I’m not a fan of unitaskers when it comes to kitchen tools, and spiralizers fall into that category. Sprializers come in all shapes and sizes, inspired by everything from pencil sharpeners to apple corer/peelers; some are very small, some larger than a food processor, and some even attach to your standing mixer. But they still only do one thing: turn your vegetables into spiral-shaped noodles, or zoodles, coodles, boodles, depending on the vegetable.
There are however, two indispensable multitaskers, which you may already own, that will produce all of the veggie noodles you’re craving, and more: a julienne peeler, and a standard vegetable peeler.

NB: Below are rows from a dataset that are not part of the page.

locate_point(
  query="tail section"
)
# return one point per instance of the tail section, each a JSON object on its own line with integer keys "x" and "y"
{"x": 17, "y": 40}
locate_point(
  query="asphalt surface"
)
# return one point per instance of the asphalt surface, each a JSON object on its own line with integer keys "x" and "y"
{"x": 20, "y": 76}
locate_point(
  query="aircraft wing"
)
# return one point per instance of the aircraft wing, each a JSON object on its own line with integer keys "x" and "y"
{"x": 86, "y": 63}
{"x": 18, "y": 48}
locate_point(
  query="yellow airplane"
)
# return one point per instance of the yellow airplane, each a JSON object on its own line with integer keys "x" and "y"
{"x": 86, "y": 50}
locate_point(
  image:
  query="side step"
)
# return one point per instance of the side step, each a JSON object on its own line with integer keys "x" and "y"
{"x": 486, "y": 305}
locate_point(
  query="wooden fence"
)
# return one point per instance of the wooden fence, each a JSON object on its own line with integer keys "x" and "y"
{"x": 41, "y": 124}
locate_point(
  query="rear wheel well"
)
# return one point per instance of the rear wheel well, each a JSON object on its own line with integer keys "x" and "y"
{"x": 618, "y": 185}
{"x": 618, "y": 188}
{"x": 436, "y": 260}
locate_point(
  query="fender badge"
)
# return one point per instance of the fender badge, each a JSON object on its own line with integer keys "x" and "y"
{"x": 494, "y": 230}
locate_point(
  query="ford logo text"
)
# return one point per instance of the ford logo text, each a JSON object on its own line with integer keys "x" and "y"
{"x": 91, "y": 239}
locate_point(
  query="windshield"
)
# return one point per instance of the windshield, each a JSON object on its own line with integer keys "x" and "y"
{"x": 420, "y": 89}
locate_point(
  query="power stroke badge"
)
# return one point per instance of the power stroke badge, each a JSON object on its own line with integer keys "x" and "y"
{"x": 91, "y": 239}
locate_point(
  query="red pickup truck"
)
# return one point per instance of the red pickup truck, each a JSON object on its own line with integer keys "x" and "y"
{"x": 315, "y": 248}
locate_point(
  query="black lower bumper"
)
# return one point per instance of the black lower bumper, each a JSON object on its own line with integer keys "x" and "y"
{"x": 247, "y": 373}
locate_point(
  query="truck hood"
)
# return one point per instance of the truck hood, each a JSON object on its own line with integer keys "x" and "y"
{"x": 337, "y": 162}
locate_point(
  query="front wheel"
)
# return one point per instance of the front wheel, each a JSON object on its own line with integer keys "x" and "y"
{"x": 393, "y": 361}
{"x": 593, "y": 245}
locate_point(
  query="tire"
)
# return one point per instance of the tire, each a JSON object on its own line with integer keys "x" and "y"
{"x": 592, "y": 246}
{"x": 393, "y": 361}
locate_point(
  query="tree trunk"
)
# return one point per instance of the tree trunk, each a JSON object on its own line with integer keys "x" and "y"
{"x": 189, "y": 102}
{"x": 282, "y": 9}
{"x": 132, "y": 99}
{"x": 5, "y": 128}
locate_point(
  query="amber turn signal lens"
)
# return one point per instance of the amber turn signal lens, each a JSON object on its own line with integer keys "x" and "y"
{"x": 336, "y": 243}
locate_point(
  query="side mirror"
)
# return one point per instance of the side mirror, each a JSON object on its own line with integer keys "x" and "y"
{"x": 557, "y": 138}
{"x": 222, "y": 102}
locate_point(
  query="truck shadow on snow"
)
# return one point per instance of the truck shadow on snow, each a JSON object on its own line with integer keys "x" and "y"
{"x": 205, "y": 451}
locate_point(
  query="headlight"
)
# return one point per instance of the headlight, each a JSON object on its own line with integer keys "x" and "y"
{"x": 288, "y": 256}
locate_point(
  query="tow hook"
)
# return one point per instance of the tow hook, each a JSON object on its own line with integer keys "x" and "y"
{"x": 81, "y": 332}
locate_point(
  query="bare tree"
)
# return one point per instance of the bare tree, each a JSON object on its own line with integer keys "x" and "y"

A julienne peeler (on the right) has a series of small teeth that, when scraped across vegetables like zucchini or carrot, produce thin ribbons of vegetable, similar to angel hair pasta. The julienne peeler can also be used to shred cabbage, hard cheeses, and zest citrus fruits. For wider noodles that resemble pappardelle, a standard vegetable peeler will do the trick.
Vegetable noodles cook in less than two minutes, and can then be sauced just like pasta, with pesto, tomato sauce, cream sauce, or even just browned butter and parmesan. The noodles can also be served raw with a simple vinaigrette and served as a side, or added to a salad.